The U.S. Coast Guard has rescued more than 400 people in the Bahamas since Hurricane Dorian hit as a new storm — dubbed Possible Tropical Cyclone Nine by the National Hurricane Center on Thursday night — was poised to hit parts of the northwest Bahamas with winds up to tropical-storm force.
As of Wednesday morning, the USCG had two MH-60 Jayhawk helicopters operating out of Andros Island and two Coast Guard cutters conducting search-and-rescue missions and area assessments as well as providing logistical support.
The Bahamas National Emergency Management Agency and the Royal Bahamas Defense Force are leading search-and-rescue efforts. The agency lowered the number of missing persons to 1,300 on Thursday, down from a Wednesday estimate of 2,500.
The death toll is currently at least 50, but crews have yet to search through much of the rubble in the hard-hit Abaco and Grand Bahama islands.
“Coast Guard assets will remain in the Bahamas as part of Operation Bahamas, Turks and Caicos (OPBAT),” the USCG said. “The Coast Guard remains poised to send aircraft and cutters back into the Bahamas to assist with urgent search-and-rescue needs.”

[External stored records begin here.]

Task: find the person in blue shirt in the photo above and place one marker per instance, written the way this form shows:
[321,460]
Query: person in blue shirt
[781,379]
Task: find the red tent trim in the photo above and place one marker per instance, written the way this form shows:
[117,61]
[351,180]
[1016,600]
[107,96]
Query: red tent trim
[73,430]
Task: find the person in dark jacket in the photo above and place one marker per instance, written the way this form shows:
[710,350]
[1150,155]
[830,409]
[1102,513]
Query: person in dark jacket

The Category 5 storm left some 70,000 Bahamians homeless. Prime Minister Hubert Minnis, who promised temporary housing for the displaced, said in a statement, “The grief is unbearable following the devastating impact of Hurricane Dorian, which has left behind death, destruction and despair on Grand Bahama and Abaco, our second and third most populous islands.”

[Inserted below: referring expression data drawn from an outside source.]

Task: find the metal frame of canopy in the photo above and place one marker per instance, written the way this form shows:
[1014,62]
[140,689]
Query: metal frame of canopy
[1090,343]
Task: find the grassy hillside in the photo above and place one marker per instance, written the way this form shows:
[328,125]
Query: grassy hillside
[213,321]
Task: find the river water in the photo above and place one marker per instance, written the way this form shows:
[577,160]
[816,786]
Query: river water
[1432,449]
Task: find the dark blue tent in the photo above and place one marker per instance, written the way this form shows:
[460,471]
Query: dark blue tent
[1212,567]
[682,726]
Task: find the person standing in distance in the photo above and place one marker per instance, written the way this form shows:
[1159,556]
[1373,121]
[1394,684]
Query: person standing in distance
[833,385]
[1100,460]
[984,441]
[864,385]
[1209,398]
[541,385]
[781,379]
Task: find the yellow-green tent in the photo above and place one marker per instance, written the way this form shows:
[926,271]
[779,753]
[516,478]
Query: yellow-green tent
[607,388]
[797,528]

Virginia Task Force 1, the international search-and-rescue team out of the Fairfax County, Va., Fire and Rescue Department, landed in the Bahamas on Sept. 5 and began conducting aerial assessments alongside the Coast Guard.

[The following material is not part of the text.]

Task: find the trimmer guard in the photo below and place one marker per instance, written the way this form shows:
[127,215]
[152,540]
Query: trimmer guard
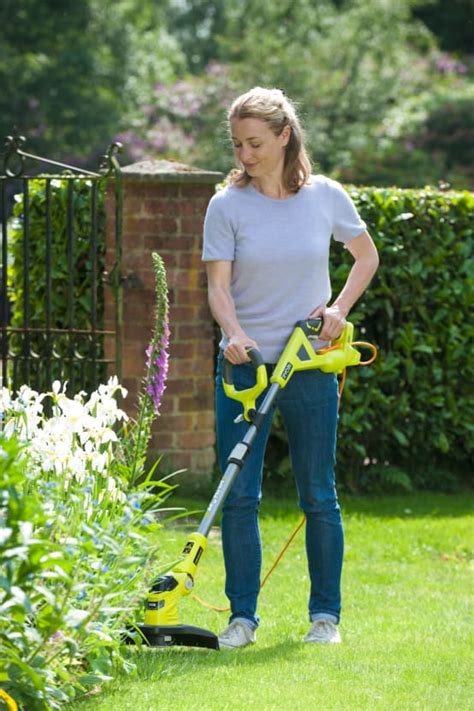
[175,635]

“The team remains focused on their assessment work, which is greatly helpful to the overall response as it helps focus assistance in the areas of most need. The team completed multiple aerial / ground surveys and collected information about infrastructure and other needs. All are well with no significant events,” Virginia Task Force 1 said in a mission update Wednesday. “There is currently nothing to share outside of what you see on social and conventional media. This is because the team is in a rhythm that will work well for the remainder of their time on mission.”
World Central Kitchen reported serving its 100,000th meal Monday to Bahamians in need. The relief group was also giving rides to those who needed to get to Nassau for medical aid and delivering solar lamps, which can also charge cell phones, to residents in areas that had electricity knocked out by the storm.